Christian music tends to fall into one of two categories: either truly awful or not quite so terrible. But rather than musicians making Christian music, maybe it should be Christians making music. The difference may not look like much, but it is.
In the latter category is Sufjan Stevens. In his wildly talented hands, Christian music becomes what it should be. Rather than songs that could replace every “baby” with “Jesus,” Stevens responds to life through the lens of someone who is leaning on God. This shift is honest, artistic, and extraordinary.
Stevens’ seventh studio album, Carrie and Lowell, is his darkest.
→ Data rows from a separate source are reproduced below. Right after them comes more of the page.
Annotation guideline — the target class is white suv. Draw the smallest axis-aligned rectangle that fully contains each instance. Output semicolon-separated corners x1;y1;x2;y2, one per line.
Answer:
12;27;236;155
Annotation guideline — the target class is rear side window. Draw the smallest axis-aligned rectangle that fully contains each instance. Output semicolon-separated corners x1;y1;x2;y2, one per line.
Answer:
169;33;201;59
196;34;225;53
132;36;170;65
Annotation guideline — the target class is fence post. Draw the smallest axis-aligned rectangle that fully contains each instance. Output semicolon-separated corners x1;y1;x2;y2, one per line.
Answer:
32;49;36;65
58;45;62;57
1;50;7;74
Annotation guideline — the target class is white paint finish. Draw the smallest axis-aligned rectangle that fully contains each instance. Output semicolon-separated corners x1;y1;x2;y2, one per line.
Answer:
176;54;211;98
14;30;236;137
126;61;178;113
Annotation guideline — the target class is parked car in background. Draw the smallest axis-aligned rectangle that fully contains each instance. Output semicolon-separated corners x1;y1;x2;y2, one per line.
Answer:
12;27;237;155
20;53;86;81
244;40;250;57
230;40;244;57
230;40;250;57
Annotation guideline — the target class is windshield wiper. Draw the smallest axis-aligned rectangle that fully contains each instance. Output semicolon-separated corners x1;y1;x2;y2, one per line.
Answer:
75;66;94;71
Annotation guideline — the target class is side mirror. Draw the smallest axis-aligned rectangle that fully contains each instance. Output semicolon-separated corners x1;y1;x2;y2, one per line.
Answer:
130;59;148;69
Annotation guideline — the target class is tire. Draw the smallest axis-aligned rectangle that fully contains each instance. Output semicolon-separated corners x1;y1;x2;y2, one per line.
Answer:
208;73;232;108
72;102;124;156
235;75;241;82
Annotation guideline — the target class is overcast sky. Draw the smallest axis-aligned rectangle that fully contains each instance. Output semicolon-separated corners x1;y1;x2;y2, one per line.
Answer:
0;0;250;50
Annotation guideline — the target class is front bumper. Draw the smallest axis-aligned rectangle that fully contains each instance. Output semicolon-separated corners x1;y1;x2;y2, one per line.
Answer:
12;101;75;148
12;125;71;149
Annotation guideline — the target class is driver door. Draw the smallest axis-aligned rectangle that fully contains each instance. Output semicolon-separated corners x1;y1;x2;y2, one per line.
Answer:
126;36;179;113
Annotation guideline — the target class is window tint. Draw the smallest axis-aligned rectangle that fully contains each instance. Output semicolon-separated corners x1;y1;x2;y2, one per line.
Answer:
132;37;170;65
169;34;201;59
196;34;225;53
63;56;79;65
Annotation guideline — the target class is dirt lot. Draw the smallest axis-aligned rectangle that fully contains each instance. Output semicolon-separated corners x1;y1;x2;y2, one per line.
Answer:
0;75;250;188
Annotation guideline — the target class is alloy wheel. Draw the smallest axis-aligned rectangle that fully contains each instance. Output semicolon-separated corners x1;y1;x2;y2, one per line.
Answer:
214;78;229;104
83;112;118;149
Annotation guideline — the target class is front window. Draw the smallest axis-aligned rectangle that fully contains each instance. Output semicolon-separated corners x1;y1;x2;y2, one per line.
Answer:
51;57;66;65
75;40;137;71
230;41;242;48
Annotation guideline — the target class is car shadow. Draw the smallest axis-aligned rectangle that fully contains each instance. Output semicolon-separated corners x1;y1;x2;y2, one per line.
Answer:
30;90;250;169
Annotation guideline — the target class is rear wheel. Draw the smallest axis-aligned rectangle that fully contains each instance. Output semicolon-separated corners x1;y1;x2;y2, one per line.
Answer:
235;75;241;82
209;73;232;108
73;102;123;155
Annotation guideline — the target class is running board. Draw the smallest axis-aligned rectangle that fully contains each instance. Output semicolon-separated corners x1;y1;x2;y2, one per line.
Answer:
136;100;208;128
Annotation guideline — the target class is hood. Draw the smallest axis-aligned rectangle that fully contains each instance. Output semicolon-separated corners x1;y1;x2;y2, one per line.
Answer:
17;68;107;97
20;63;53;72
This album pursues his mother Carrie, who suffered from bipolar disorder and schizophrenia before dying from stomach cancer in 2012. She left Stevens when he was young, a loss that left him with a melancholy that touches his music. (“When I was 3, maybe 4, she left us at that video store.”)
Lowell is Stevens’ stepfather, the order to the disorder left by his mother. The balance between the two is where God is felt. Stevens recognizes the grace of Lowell in his life in the song “Eugene,” where he sings, “Since I was old enough to speak . . . Some part of me was lost in your sleeve . . . I just want to be near you.”
Carrie and Lowell is Stevens’ soul as a little boy laid bare. The love, the nostalgia, and the pain of the album is almost too much to bear. But its haunting beauty makes it difficult to stop listening. That’s the way it is with grief. We flee from it until we face it and embrace its odd beauty.
In the final song, Stevens sings, “There’s no shade in the shadow of the cross.” The album faces that cross and is resurrected with it. “I should have known better / Nothing can be changed / The past is still the past,” he says. Yet, burying ourselves in unanswerable questions makes us feel closer to what we’ve lost. This is Christian music at its very best.
This review appeared in the June 2015 issue of U.S. Catholic (Vol. 80, No. 6, page 42).